Kale, Carrot + Black Rice Salad with a Pesto Dressing


Recipe:

Crunchy Kale, carrots, green beans + black rice with a bright pesto dressing

PLANT-BASED | GLUTEN FREE

Total time: 30mins
Serves: 2

This vibrant, nourishing roasted carrot and black rice salad is the perfect mix of earthy flavours and fresh textures. With crispy kale, tender green beans, and a zesty dressing, it's a wholesome, plant-powered dish that’s both filling and delicious. Ideal for a quick lunch or a light dinner, this salad comes together in half an hour and is full of goodness to fuel your day.


INGREDIENTS

Pesto dressing:

  • 1/2 cup pesto

  • 1/4 cup lemon juice

  • 1/4 cup olive oil

  • 1/4 tsp salt

  • 1 tsp honey

Salad:

  • 3-4 large carrots

  • 1 pack of green beans

  • 1 cup uncooked black rice

  • 1 bag kale

  • 1 tbsp olive oil

  • 1 tsp salt

  • Black rice

  • Alfalfa sprouts

METHOD

1. Preheat your oven to 180°C and line a baking tray. Slice the carrots into batons, then toss them with olive oil and a pinch of salt. Spread them out on the tray and roast until tender and golden.

2. Cook the black rice according to the packet instructions.

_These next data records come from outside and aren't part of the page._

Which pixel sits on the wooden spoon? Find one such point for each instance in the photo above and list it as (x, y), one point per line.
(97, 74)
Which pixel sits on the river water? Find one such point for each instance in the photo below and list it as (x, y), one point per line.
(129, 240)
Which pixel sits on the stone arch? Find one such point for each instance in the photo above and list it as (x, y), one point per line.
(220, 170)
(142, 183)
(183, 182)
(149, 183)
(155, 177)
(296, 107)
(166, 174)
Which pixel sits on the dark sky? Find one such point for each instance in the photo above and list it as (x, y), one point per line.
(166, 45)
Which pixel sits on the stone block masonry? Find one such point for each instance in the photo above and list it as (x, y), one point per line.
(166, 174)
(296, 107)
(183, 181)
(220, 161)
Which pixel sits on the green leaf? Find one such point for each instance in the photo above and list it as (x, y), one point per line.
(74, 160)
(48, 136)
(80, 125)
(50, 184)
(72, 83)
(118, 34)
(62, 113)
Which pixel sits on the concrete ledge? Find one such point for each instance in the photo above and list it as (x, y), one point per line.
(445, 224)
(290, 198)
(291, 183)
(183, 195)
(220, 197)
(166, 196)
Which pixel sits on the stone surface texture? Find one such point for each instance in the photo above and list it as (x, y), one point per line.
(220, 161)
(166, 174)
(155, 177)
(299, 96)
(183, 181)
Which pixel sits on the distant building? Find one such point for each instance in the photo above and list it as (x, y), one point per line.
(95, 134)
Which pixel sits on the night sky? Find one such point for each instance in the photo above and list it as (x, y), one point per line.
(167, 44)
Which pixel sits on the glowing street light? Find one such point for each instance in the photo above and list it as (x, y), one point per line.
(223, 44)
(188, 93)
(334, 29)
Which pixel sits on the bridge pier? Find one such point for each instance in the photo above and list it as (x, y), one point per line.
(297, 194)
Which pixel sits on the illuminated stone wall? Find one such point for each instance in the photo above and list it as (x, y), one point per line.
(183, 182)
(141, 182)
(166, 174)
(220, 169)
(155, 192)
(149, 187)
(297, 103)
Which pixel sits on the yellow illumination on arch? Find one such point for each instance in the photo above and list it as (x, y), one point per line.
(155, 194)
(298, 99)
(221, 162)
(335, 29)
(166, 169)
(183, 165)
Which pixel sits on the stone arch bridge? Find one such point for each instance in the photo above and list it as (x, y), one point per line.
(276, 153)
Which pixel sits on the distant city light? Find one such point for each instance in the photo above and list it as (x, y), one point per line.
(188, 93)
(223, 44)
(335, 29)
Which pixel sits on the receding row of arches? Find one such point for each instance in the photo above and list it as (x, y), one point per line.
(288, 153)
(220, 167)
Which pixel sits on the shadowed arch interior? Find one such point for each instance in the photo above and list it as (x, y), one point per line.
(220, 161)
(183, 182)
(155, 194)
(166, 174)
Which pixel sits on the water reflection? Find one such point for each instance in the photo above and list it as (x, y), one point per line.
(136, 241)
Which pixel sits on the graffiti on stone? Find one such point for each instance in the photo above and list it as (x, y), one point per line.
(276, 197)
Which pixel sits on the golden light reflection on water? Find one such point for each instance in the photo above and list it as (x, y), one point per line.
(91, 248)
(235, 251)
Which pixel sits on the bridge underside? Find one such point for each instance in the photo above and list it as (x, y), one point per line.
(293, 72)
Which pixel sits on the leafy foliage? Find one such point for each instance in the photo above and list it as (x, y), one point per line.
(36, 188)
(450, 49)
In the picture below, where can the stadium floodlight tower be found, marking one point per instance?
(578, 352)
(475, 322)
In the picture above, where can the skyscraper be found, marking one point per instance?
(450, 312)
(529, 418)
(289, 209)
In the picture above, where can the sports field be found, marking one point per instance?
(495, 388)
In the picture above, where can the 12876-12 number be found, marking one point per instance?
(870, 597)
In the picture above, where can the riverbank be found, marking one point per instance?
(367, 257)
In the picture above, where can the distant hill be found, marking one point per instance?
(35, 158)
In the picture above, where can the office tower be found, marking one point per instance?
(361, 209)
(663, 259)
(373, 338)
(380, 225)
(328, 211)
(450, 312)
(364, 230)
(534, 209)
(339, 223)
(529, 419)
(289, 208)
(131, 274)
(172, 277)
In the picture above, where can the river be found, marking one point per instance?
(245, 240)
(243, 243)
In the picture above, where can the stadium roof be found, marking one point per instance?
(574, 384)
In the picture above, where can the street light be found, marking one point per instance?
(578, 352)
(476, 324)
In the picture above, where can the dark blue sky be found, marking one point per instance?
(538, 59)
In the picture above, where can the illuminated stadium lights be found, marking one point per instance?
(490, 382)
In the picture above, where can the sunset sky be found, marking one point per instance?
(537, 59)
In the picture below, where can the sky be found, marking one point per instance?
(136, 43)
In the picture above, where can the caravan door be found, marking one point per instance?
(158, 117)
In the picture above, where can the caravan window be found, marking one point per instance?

3. Trim the green beans and blanch them in boiling water for 2 minutes. Drain, then run them under cold water to keep that vibrant green. Lay them on some kitchen paper to dry off.

4. Strip the stems from the kale and pop the leaves into a large bowl. Drizzle with olive oil and a pinch of salt, then massage it with your hands for about a minute until it softens up and turns a lovely dark green.

5. Combine the roasted carrots, green beans, and black rice with the massaged kale.

6. For the dressing, whisk together all the ingredients until smooth.

7. Drizzle the dressing over your salad just before serving and enjoy!